Controllable Multi-Objective Re-ranking with Policy Hypernetworks

Multi-stage ranking pipelines have become widely used strategies in modern recommender systems, where the final stage aims to return a ranked list of items that balances a number of requirements such as user preference, diversity, novelty etc. Linear scalarization is arguably the most widely used technique to merge multiple requirements into one optimization objective, by summing up the requirements with certain preference weights. Existing final-stage ranking methods often adopt a static model where the preference weights are determined during offline training and kept unchanged during online serving. Whenever a modification of the preference weights is needed, the model has to be re-trained, which is time and resources inefficient. Meanwhile, the most appropriate weights may vary greatly for different groups of targeting users or at different time periods (e.g., during holiday promotions). In this paper, we propose a framework called controllable multi-objective re-ranking (CMR) which incorporates a hypernetwork to generate parameters for a re-ranking model according to different preference weights. In this way, CMR is enabled to adapt the preference weights according to the environment changes in an online manner, without retraining the models. Moreover, we classify practical business-oriented tasks into four main categories and seamlessly incorporate them in a new proposed re-ranking model based on an Actor-Evaluator framework, which serves as a reliable real-world testbed for CMR. Offline experiments based on the dataset collected from Taobao App showed that CMR improved several popular re-ranking models by using them as underlying models.
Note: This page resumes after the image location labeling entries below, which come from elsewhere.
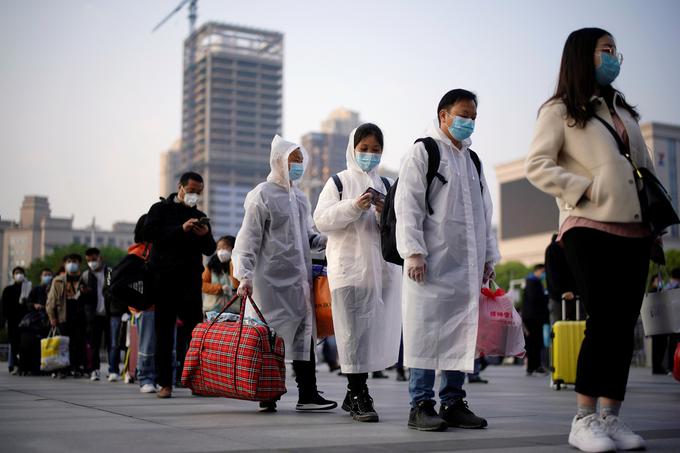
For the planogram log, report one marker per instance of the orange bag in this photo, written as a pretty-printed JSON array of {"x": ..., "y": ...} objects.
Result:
[{"x": 322, "y": 303}]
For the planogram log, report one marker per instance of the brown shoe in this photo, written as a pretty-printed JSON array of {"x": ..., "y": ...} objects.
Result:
[{"x": 165, "y": 392}]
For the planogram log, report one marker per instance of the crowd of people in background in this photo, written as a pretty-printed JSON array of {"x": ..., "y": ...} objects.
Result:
[{"x": 425, "y": 311}]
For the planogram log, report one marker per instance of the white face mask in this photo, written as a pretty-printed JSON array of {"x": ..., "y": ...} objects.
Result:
[
  {"x": 223, "y": 255},
  {"x": 191, "y": 199}
]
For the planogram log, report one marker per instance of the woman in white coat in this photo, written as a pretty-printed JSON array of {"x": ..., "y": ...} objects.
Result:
[
  {"x": 272, "y": 260},
  {"x": 365, "y": 289}
]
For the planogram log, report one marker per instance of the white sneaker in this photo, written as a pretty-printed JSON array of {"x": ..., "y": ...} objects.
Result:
[
  {"x": 147, "y": 388},
  {"x": 588, "y": 434},
  {"x": 621, "y": 434},
  {"x": 114, "y": 377}
]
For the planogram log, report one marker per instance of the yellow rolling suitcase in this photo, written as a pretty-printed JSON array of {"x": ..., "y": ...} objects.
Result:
[{"x": 567, "y": 337}]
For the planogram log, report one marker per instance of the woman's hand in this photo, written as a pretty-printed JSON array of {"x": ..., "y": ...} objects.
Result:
[{"x": 363, "y": 202}]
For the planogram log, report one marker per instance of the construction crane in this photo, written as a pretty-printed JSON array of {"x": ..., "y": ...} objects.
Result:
[
  {"x": 193, "y": 14},
  {"x": 187, "y": 146}
]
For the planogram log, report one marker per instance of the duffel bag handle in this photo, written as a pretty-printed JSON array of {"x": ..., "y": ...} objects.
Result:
[{"x": 243, "y": 305}]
Online A/B tests also demonstrated the effectiveness and trustworthiness of CMR.

翻译：多阶段排序流水线已成为现代推荐系统中广泛采用的策略，其最终阶段旨在返回一个平衡用户偏好、多样性、新颖性等多重需求的排序列表。线性标量化是最常用的多需求合并技术，通过为各需求赋予特定偏好权重求和后转化为单一优化目标。现有最终阶段排序方法通常采用静态模型——偏好权重在离线训练时确定，在线服务时保持不变。每当需要调整偏好权重时，模型必须重新训练，导致时间与资源效率低下。与此同时，最合适的权重值可能因目标用户群体差异或不同时间阶段（如节日促销期）而发生显著变化。本文提出一种名为"可控多目标重排（CMR）"的框架，通过引入超网络根据不同的偏好权重生成重排模型的参数。这种设计使CMR能够在线适配环境变化下的偏好权重，无需重新训练模型。此外，我们将实际业务导向任务归纳为四类核心类别，并基于Actor-Evaluator框架无缝集成到新型重排模型中，该模型为CMR提供了可靠的现实测试环境。基于淘宝App数据集的离线实验表明，CMR将多个主流重排模型作为底层模型时显著提升了其性能。在线A/B测试也验证了CMR的有效性与可靠性。